The pain must only be "more than slight or trivial," and "need not . . . be severe or intense to be substantial." (Id. at __.) Great weight was placed on an objective view of the injury. (Id. at __ ["Here, defendant broke Gentle's fingernail and caused him to bleed--an experience that would normally be expected to bring with it more than a little pain."].) Also relevant was the fact that the victim sought medical treatment ("an indication that his pain was significant"). (Id. at __.) The Court even goes so far as to consider the defendant's motive in inflicting the wound. (Id. ["Motive is relevant because an offender more interested in displaying hostility than in inflicting pain will often not inflict much of it."].)

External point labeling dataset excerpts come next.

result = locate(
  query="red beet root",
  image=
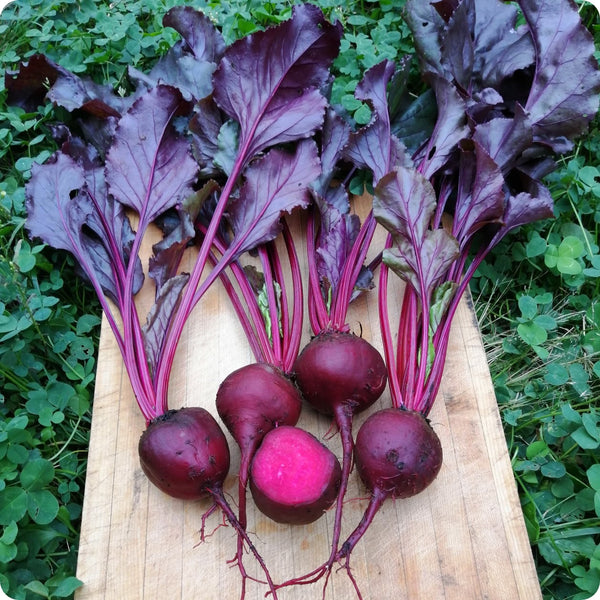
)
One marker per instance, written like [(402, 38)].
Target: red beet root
[(294, 478), (338, 369), (339, 374), (397, 455), (185, 454), (251, 401)]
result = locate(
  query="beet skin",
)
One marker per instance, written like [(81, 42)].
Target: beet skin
[(184, 453)]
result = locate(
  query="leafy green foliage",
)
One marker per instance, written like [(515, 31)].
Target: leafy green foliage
[(539, 310), (546, 372)]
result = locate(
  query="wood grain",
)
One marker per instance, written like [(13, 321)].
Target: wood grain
[(463, 538)]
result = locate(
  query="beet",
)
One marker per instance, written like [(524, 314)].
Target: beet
[(339, 374), (185, 454), (337, 369), (251, 401), (294, 478), (397, 452), (397, 455)]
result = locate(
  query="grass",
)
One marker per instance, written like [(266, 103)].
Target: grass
[(537, 299)]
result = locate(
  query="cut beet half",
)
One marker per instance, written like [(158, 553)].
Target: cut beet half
[(294, 478)]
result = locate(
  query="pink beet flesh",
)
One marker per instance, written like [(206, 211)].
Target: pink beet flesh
[(294, 478)]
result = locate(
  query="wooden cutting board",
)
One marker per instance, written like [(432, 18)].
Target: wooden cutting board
[(463, 538)]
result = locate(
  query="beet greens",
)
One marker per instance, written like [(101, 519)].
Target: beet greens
[(120, 156), (509, 98)]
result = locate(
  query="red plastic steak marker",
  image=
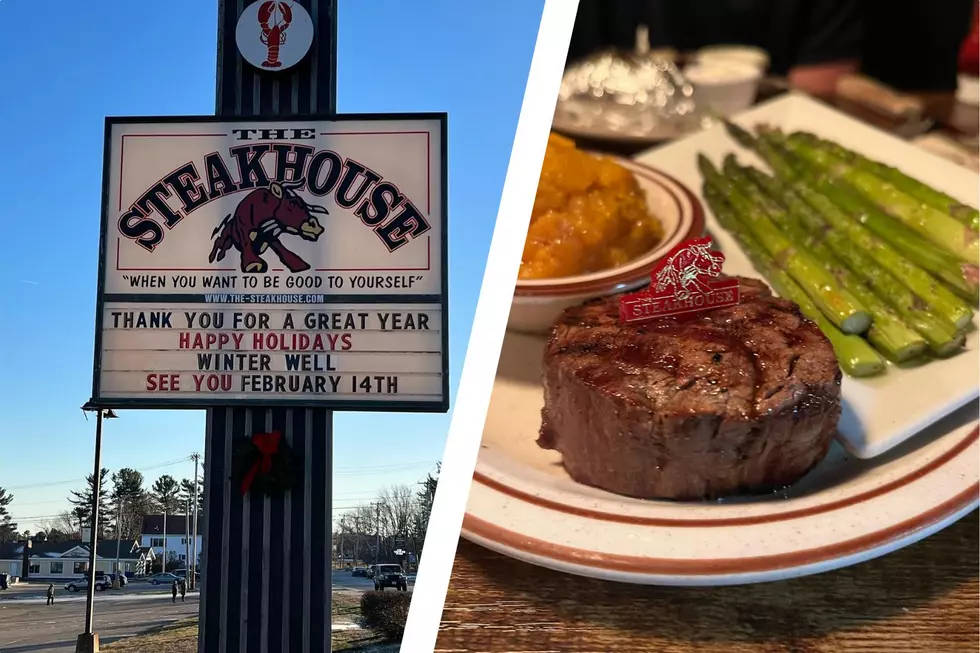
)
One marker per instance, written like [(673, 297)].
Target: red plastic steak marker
[(684, 282)]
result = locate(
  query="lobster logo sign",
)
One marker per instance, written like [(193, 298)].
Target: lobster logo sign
[(259, 222), (274, 19), (683, 282), (262, 34)]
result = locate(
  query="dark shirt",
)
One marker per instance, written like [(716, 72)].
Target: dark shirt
[(793, 32), (913, 45)]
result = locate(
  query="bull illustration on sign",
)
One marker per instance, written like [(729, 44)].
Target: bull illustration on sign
[(260, 220), (687, 269)]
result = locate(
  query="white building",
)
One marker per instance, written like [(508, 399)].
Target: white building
[(175, 541)]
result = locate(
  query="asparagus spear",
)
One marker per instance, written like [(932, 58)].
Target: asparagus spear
[(931, 224), (923, 192), (888, 333), (854, 354), (895, 247), (855, 269), (840, 306)]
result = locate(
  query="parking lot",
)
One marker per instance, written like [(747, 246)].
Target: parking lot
[(35, 592), (30, 626), (342, 580)]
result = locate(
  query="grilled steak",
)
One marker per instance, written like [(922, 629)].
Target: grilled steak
[(741, 399)]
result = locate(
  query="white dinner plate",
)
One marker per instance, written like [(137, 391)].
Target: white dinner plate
[(884, 491), (881, 412)]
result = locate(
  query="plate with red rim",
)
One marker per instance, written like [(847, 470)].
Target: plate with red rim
[(906, 465), (537, 302)]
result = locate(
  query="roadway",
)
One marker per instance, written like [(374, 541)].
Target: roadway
[(342, 580)]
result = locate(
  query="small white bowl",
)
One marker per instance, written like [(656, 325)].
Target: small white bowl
[(725, 86), (968, 89), (538, 303), (748, 54)]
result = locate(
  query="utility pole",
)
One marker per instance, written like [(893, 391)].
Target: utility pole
[(193, 565), (115, 581), (164, 568), (377, 530), (88, 642), (187, 539)]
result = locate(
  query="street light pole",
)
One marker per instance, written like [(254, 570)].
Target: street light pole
[(88, 642), (194, 552)]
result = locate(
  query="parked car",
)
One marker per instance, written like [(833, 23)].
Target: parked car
[(390, 576), (165, 578), (182, 574), (80, 584)]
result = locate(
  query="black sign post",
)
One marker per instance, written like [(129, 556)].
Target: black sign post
[(265, 581), (163, 340)]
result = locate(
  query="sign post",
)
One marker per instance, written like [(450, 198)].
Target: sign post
[(271, 264)]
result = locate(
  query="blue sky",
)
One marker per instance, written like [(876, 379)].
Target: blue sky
[(84, 61)]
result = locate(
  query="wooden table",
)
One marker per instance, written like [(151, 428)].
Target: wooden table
[(923, 598)]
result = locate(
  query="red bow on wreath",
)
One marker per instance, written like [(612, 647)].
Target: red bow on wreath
[(268, 446)]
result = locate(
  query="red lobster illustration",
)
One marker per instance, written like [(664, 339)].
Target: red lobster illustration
[(684, 272), (274, 18)]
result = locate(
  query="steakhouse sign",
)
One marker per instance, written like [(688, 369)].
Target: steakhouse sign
[(296, 261)]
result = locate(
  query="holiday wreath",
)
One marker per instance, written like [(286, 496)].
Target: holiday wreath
[(263, 464)]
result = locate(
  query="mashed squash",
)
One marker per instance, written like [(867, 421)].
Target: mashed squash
[(589, 215)]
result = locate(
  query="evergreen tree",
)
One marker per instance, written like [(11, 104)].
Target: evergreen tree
[(130, 503), (83, 502)]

A decision long on speculation, speaking what would "seem" unlikely, what would "normally be expected", etc. Such contortions necessary, it must be noted, because the victim's testimony established only a "moderate" degree of pain, and turning "moderate" into "substantial" takes a fair bit of doing.
Juror not "grossly unqualified" based on acquaintance with complainant
People v Dukes, 2007 NY Slip Op 03758 [available here]
The trial court erred in dismissing a sworn juror over the defendant's objection. "[A] Court may not dismiss a sworn juror unless it has determined that he or she is 'grossly unqualified to serve in the case'--that is, only 'when it becomes obvious that a particular juror possesses a state of mind which would prevent the rendering of an impartial verdict.'" (Dukes, 2007 NY Slip Op 03758.) In Dukes, a juror revealed mid-trial that she knew the complainant, but assured the trial court that she was "100 percent sure" that she could be fair and impartial. The trial court replaced the juror with an alternative anyway, without first determining if she was grossly unqualified to serve. "On this record, the juror's dismissal was improper, and thus defendant is entitled to a new trial. The court failed to determine that juror number three was grossly unqualified--or indeed, unqualified at all." (Id. at __.)
UPDATE: Nicole over at Sui Generis tackles the remaining decision from the Court of Appeals' latest packet (People v Castillo, 2007 NY Slip Op 03795) here.